I’m part of a team called “sourcing and vendor management” (SVM). Forrester organizes its research teams by individual client roles, so my teammates and I all focus on helping clients who are sourcing and vendor management professionals. Wait a moment. Should that read “helping clients who are sourcing or vendor management professionals”? Aren’t they separate functions within a client’s organization? This is a frequent question from our clients, and one that causes a lot of internal debate within our team.

My view, formed from witnessing the experience of hundreds of enterprises, is that, at least in the software category, sourcing and supplier management should be very closely linked, but not via org structure and reporting lines. This is because:

·         It is impossible to manage software suppliers effectively unless you can influence sourcing. The major players are so big and powerful that they usually have the upper hand in discussions about maintenance renewals and service levels. Even small software providers can build immovable, entrenched positions in their chosen niches. To have sufficient negotiation leverage to do a good job, the supplier manager must be able to credibly threaten to negatively impact the supplier’s ability to win future business.

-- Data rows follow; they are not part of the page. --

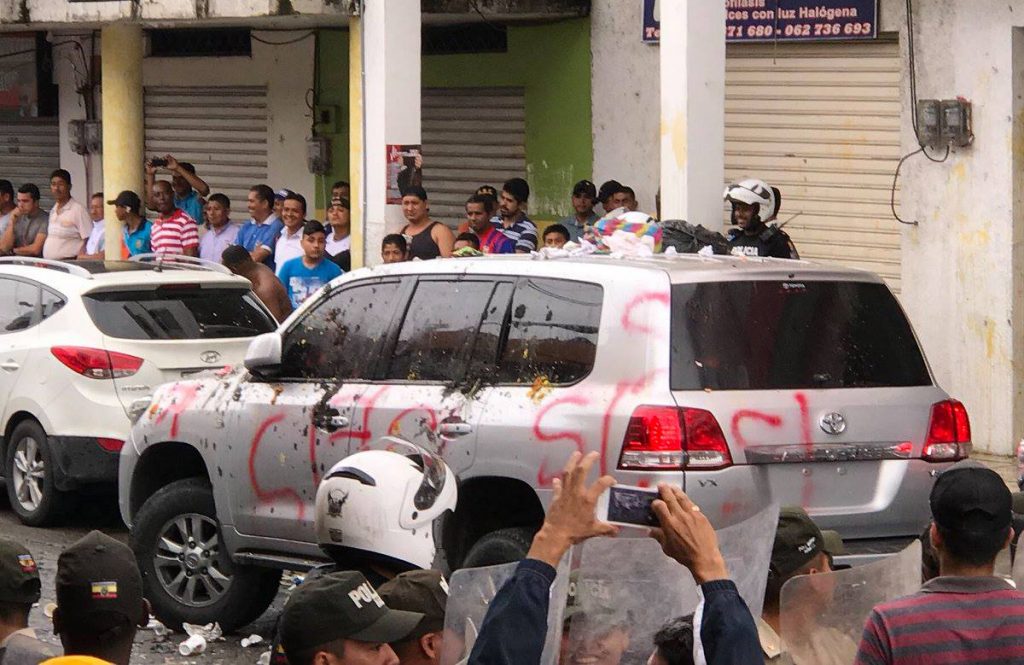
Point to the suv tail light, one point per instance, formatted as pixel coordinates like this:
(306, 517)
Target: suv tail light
(948, 432)
(671, 439)
(96, 363)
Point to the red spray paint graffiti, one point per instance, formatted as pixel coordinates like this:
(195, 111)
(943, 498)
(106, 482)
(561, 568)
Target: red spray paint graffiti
(262, 494)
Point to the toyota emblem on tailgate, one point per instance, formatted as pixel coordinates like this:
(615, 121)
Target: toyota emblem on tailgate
(833, 423)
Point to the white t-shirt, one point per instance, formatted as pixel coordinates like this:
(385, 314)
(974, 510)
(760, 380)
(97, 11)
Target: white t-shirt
(288, 247)
(97, 238)
(335, 247)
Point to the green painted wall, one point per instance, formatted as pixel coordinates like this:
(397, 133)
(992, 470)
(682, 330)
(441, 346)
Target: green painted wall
(333, 90)
(552, 63)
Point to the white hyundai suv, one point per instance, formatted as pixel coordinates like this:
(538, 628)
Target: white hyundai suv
(82, 341)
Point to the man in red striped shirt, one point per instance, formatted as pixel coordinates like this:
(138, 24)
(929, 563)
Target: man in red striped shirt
(173, 232)
(966, 615)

·         Sourcing is infrequent but intensive, whereas supplier management is continual. The former consumes huge amounts of time and effort for a relatively small period, which risks dropping the ball on monitoring while you’re immersed in a big negotiation, or missing opportunities on the sourcing side due to distractions from the ‘day job’. You therefore need different people handling each side, but collaborating closely with each other.

The Strategic Software Sourcing Playbook explains how to build this connection, by creating formal categorization of your software suppliers and using it to influence software category sourcing strategies. As part of this playbook, we’ve just published Forrester's Supplier Partnership Assessment Model, which you can use to drive this categorization by measuring the key attributes that identify your best suppliers. Not only can Sourcing use this to favour the top tier in product decisions, Supplier Management can also use it provide real leverage, by offering to help them win new business by improving in specific areas and by threatening to downgrade them if they fail to rectify their deficiencies.

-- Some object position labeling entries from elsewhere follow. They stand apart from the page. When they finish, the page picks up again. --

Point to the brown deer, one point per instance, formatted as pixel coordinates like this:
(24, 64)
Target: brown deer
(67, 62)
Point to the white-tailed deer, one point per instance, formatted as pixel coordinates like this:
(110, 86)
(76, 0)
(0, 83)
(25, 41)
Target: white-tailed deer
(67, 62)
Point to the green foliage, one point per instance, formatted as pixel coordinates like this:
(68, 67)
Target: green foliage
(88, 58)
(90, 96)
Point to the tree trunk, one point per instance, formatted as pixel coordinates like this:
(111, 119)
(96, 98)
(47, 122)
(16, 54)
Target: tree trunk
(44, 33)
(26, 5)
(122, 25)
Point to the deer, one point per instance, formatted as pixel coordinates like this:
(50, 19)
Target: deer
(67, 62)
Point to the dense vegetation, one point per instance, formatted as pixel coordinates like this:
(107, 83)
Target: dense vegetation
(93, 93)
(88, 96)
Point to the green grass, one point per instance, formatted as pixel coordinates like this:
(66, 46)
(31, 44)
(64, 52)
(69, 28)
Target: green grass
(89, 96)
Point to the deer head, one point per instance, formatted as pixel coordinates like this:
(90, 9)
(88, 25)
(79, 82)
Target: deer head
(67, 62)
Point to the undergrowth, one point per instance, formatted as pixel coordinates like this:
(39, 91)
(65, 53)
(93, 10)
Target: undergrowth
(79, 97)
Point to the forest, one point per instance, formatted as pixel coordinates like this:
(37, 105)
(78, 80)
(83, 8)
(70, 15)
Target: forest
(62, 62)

As we explain in the accompanying report Use Forrester's Software Supplier Tiering Framework To Increase Your Negotiation Power  very few sourcing groups do this effectively, most confusing the need to allocate limited supplier management resources with the need to identify and reward the best sources for new projects. As a result, most mix up forward-looking criteria with ones that measure their current dependence on a supplier, thereby creating a misguided evaluation system that accentuates powerful incumbents' existing negotiation advantage and also overlooks high-performing innovative suppliers who deserve upgraded status. (see Figure 2 from the report).

Bottom line: software sourcing and supplier management are distinct disciplines, but enterprises should link them with a forward-looking supplier categorization system that identifies the best sources of new products and favors them in future sourcing decisions.